Importantly, “really the same” is not strict Leibnizian identity—it’s neither transitive nor symmetric. After all, things can be really the same thing (in being) but also really distinct. For example: the structure and the material it structures. Said differently, the structure of the thing and the thing are really the same (i.e. a wooden desk), and the material of the thing and the thing are really the same, yet the structure is not the material. Quite obviously, the structure can be lost (when the desk is destroyed) while the matter remains, whereas the matter can change while the structure persists (as in living organisms). Our material gradually shifts, yet our intelligible structure remains the same.2
There is also need for hierarchically ordered structures, reflecting different modes of being—for example, forms that constitute something as a sort of thing, and forms that further characterize what is already constituted. We know that the dog is brown by how it looks—by how it blends into the brush, say—but that does not explain how the dog is brown. To say how we know that something is charactered this or that way is, generally, uninteresting.3 Few people deny that we know things are charactered in such a way by how they look, operate, and so on. But that is just an epistemological explanation (how we know a dog is brown), which is really distinct from—and cannot replace—an adequate metaphysical explanation (how the dog actually is brown).
What ultimately needs to be answered is how things have, or derive, such a character—what accounts not just for their character, but how other things have a similar, or really the same, character. This dog has the essential character it does because of its dog nature, which is part of the larger metaphysical composite that also includes the matter structured thusly; together, and only together, can be make sense of why there is this (individual) dog (repeatable structure). But the dog has the contingent character it does—brownness—by being structured further, with another form that is itself really distinct from the most basic constituting structure and the entire composite. Hence the traditional distinction between substantial and accidental form.
Said differently, the dog is really, not just conceptually, distinct from its brownness—in this case, obviously so, because one can be a dog (even the same dog) and not be brown. Brownness can be lost for the dog, whereas dogness cannot be.
The alternatives to this account (real essentialism) are unattractive. The nominalist (at least as defined above; the term admits considerable variance in actual use) has no adequate answer to the critical question concerning real conspecificity. Nor do they have an adequate account of how things have the character they do, especially once we understand that things have characters that are mutable, with certain features constituting more of a “core” or “nucleus” than others, and how certain things can be really the same yet really distinct.4
On the other hand, there is something—perhaps not equally unattractive, but still unattractive enough—in having to go beyond the current posit and posit an independently existing realm of abstracta, properties, and so on. The position articulated here—generally one of moderate realism—seems to strike the right balance of explanatory depth and ontological modesty.

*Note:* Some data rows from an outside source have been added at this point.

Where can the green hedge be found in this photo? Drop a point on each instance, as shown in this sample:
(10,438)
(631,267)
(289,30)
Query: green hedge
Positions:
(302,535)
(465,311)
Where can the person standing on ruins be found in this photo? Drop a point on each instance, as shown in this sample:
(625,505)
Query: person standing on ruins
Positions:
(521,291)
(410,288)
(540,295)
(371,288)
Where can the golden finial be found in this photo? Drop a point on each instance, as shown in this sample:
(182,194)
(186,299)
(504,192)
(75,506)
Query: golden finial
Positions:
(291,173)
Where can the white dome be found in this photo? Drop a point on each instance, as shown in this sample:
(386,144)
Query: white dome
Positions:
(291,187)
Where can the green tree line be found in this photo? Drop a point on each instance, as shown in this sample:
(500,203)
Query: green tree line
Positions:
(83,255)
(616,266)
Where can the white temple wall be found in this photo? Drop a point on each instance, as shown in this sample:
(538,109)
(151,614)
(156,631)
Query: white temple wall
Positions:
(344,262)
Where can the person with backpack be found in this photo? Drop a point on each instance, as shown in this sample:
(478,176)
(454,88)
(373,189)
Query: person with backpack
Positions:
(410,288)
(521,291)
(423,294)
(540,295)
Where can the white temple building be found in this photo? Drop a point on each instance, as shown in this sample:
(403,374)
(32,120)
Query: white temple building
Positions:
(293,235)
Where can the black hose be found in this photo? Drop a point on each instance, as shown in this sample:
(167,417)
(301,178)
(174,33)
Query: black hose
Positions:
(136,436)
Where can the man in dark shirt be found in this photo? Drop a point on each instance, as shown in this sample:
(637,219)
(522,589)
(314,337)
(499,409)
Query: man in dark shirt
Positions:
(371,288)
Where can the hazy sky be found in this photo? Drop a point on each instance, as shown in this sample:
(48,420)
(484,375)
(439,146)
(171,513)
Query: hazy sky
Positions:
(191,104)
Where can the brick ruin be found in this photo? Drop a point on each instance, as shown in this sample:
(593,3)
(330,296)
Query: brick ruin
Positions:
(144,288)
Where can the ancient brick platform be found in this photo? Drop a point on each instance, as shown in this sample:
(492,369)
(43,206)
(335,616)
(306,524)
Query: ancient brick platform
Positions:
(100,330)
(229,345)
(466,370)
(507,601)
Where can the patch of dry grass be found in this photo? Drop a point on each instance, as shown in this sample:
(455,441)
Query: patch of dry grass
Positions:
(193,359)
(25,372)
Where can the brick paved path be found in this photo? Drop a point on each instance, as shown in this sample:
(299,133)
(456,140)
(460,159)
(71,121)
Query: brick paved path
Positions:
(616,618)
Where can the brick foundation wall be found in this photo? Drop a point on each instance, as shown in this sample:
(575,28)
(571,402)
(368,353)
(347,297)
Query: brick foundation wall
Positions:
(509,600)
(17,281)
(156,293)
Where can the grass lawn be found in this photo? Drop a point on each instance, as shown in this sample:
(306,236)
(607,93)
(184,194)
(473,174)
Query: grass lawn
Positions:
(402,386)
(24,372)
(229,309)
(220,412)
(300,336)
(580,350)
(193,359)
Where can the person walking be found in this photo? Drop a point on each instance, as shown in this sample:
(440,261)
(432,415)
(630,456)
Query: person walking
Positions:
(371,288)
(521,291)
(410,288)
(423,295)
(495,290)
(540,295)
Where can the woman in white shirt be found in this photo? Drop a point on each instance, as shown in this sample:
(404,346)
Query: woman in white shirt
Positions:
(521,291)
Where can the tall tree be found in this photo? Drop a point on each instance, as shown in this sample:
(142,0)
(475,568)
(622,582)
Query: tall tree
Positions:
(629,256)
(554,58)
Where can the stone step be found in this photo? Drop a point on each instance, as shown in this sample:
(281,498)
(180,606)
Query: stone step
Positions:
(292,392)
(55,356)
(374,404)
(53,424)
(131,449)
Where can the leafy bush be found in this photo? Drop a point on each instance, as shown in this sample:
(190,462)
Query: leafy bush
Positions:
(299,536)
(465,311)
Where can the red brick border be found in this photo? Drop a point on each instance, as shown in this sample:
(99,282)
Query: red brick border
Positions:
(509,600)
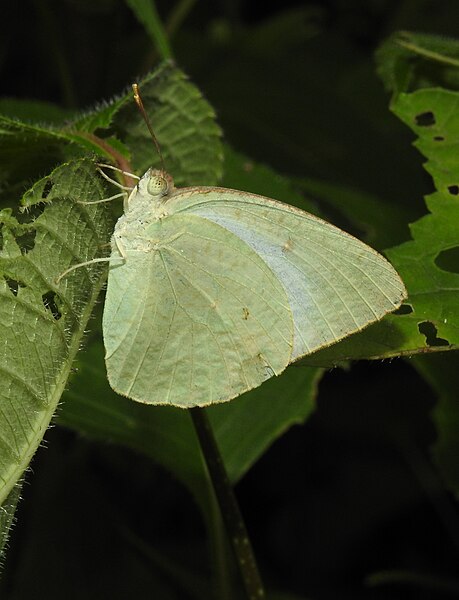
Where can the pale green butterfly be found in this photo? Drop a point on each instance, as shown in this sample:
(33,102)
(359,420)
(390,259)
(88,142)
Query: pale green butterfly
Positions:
(211,291)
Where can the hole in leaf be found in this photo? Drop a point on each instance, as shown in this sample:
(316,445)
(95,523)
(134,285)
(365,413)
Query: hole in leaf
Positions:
(448,260)
(49,302)
(14,285)
(26,241)
(47,189)
(425,119)
(428,329)
(405,309)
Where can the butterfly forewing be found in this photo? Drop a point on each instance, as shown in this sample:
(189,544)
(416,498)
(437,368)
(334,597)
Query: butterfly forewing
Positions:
(335,284)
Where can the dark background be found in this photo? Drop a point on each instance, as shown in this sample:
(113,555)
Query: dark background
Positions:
(350,493)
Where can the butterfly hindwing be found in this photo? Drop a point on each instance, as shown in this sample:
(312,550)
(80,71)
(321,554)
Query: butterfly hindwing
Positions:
(199,318)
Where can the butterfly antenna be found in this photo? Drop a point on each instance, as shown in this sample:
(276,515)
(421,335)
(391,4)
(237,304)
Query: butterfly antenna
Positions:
(138,101)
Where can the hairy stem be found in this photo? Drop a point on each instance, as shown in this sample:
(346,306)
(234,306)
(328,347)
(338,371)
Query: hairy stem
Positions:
(229,507)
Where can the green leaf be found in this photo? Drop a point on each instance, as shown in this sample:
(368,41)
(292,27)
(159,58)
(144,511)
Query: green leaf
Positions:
(7,512)
(244,429)
(184,124)
(42,323)
(442,373)
(408,61)
(429,263)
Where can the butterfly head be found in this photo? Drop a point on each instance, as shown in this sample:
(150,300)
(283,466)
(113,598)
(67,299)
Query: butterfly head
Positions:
(157,184)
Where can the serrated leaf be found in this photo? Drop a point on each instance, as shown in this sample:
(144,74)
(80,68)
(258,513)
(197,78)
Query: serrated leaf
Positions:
(7,512)
(243,428)
(42,323)
(429,322)
(184,124)
(408,61)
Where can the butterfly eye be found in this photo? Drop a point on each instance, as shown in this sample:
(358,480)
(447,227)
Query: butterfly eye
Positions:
(157,185)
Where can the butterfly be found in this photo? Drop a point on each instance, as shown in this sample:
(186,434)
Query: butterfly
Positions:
(211,291)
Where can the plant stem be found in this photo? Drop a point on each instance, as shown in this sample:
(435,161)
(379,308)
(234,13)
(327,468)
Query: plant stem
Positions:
(229,507)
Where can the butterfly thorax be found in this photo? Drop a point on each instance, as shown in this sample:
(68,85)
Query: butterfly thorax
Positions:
(150,195)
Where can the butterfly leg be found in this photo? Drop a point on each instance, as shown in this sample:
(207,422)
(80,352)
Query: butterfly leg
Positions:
(113,181)
(105,166)
(83,264)
(120,195)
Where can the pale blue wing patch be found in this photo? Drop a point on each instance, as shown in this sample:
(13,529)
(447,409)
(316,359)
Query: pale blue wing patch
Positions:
(335,284)
(198,318)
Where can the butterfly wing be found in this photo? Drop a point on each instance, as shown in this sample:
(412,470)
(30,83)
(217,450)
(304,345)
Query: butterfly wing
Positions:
(199,318)
(335,284)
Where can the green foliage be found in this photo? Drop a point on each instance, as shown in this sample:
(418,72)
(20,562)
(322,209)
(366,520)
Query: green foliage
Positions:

Finally, the constituent ontology articulated so far is not the result of how language happens to be used, but of what the necessary conditions must be to make sense of character, real conspecificity, identity through change, and all the rest. The modesty, meanwhile, lies in avoiding the more luscious and luxuriant forms of Platonism—positing just what one needs, and not more, and in refusing to let language become overly ontologically committing.
One of the best defenses of this view is found in Ross, James F. Thought and World: The Hidden Necessities. Notre Dame, IN: University of Notre Dame Press, 2008.
Another example: I can know a certain thing and you can know a certain thing, and what we know can be really the same thing (i.e. that some cat exists), yet your knowing is not my knowing.
Moreover, to intend not to answer these questions simply by insisting that no further ontological ground is required leaves an uncomfortable—many, including myself, would say unacceptable—plentitude of critically coherent questions unanswered).
To anticipate: I take it that for trope nominalism to do the work required, it must still, ultimately, rely upon the notion of shared—or at least repeatable, even if numerically distinct, tropal structures—which is really just a recommitment to the realism I am articulating here; or at least a sort of realism.)